Военное счастье по-прежнему не сопутствует государю в его войне со шведами, казна государева пуста — поэтому Атласову надлежит всеми мерами гнать с Камчатки поток пушнины. Если же казачий голова не оправдает возложенных на него ожиданий, пусть пеняет на себя самого.
Странное утро выдалось 6 июня 1707 года в казачьем остроге на Большой реке, которая несёт ледяные воды с южных отрогов Срединного Камчатского хребта и впадает в Пенжинское (Охотское) море.
В это утро Иван Козыревский проснулся как обычно: не рано и не поздно. Откинув низ полога, подвешенного к потолку над широким супружеским ложем для защиты от комаров, он увидел, что за лахтачьим пузырём, затягивающим окно, как раз начинает угадываться рассвет, а по избе ещё плавает сумрак, слабо раздвинутый чадным пламенем лампады, горящей в углу на божнице перед крошечным изображением девы Марии с младенцем Христом на руках. Иконку эту в тусклом серебряном окладе подарил Ивану отец, провожая его на службу в Большерецкий острог, а лампаду Козыревский сделал сам из каменного камчадальского жирника. Вместо деревянного масла лампаду приходилось заправлять китовым либо лахтачьим жиром; она служила им с Завиной и вместо ночника: Завина не любила спать в темноте, ей начинали мерещиться всякие ужасы, и она в испуге просыпалась от этого.

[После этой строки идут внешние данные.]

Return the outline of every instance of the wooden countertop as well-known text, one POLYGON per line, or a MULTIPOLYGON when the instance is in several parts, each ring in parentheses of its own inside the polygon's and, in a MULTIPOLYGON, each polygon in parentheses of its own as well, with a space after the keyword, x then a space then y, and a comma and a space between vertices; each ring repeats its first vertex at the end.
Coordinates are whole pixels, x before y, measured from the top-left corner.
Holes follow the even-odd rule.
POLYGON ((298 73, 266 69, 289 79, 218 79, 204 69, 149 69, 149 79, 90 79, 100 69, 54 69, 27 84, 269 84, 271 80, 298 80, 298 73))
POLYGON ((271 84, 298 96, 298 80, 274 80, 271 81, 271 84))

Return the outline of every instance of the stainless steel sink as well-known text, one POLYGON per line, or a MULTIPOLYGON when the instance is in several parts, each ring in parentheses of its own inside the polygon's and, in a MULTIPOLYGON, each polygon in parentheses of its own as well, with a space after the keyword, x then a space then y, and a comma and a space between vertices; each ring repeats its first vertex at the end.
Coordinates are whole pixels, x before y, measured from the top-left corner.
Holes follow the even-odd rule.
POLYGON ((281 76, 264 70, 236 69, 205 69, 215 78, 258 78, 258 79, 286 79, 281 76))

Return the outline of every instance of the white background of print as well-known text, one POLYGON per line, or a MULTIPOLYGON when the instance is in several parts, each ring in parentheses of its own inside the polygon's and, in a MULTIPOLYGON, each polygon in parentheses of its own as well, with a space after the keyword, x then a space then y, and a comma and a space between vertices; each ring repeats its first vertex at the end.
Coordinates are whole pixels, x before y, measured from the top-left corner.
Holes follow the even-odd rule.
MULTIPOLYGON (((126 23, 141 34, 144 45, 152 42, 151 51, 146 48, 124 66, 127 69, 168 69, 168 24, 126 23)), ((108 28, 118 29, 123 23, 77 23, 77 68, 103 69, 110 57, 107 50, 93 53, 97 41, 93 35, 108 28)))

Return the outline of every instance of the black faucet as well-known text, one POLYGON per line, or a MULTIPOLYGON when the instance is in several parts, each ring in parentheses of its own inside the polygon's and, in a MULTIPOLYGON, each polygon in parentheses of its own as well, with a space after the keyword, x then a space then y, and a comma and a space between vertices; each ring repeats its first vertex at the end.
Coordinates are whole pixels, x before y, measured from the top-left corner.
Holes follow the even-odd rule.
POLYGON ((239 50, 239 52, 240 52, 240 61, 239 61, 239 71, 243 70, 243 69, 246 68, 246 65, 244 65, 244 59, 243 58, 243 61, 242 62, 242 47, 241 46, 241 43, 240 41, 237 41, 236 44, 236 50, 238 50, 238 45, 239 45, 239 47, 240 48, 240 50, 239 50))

Колеблемое сквозняком пламя лампадки освещало бревенчатые стены, ржавый болотный мох, которым были выложены пазы между брёвнами, неструганые плахи потолочного настила. Грубо сколоченный стол, два-три табурета, ларь да лавки у стены составляли всю обстановку избы, вернее, той её половины, которую занимали Иван с Завиной. Вторая половина избы была отдана служанкам.
Несмотря на скудость обстановки, Козыревский гордился своим домом. Всё в избе было сделано его руками. Он сам возвёл стропила и покрыл крышу речным камышом, сам сложил печь, сколотил стол, стулья, лавки.

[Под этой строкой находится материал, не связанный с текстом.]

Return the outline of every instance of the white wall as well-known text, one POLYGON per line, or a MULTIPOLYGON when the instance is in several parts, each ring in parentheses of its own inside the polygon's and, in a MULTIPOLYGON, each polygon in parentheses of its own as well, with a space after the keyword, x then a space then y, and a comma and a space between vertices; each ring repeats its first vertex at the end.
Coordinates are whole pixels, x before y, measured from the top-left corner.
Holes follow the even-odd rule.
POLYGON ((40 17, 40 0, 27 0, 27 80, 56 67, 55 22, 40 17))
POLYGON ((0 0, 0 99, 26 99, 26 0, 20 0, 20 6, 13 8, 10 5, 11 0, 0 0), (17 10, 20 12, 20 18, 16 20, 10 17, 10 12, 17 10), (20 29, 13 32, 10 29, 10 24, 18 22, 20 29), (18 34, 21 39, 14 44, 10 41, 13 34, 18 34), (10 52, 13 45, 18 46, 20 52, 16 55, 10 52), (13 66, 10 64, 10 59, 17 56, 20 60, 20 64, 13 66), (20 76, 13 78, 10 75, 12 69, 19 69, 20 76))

Теперь Иван обзаводился лодкой. Всю последнюю неделю он долбил бат и почти закончил работу. Лодка должна была получиться на славу — узка и быстроходна, а главное — легка, как перо, даже Завина могла бы её самостоятельно вытаскивать на берег и сталкивать в воду, не лодка — просто прелесть. Он обстругал её так гладко, что ладонь не чувствовала шероховатостей — тем легче она будет бежать по воде. Осталось нашить две доски на борта да вырубить шест, каким здешние жители правят лодкой вместо весла. Да, в последнее время он немало поработал и уже привык просыпаться с ломотой во всём теле. Сегодня ломота, кажется, пропала. Должно быть, он уже втянулся в работу, окреп. Ему ведь только двадцать пятый год, тело его способно превозмочь и не такое.
Взгляд Козыревского задерживается на его боевых доспехах, висящих на стене. Короткая кольчуга, шлем, пищаль и сабля говорят о том, что его дом — жилище воина. Однако он рад, что на Большой реке ему ни разу не пришлось, разрядить ружьё по неприятелю: здешние камчадалы относятся к казакам дружелюбно, как почти повсюду на Камчатке. С приходом казаков здесь прекратились кровопролитные междоусобные войны, и камчадалы рады наступившему наконец покою, — тому, что положен предел бесчинству воинственных князцов. В стычке с воинами одного из таких князцов два года назад погиб в низовьях реки Камчатки отец Козыревского.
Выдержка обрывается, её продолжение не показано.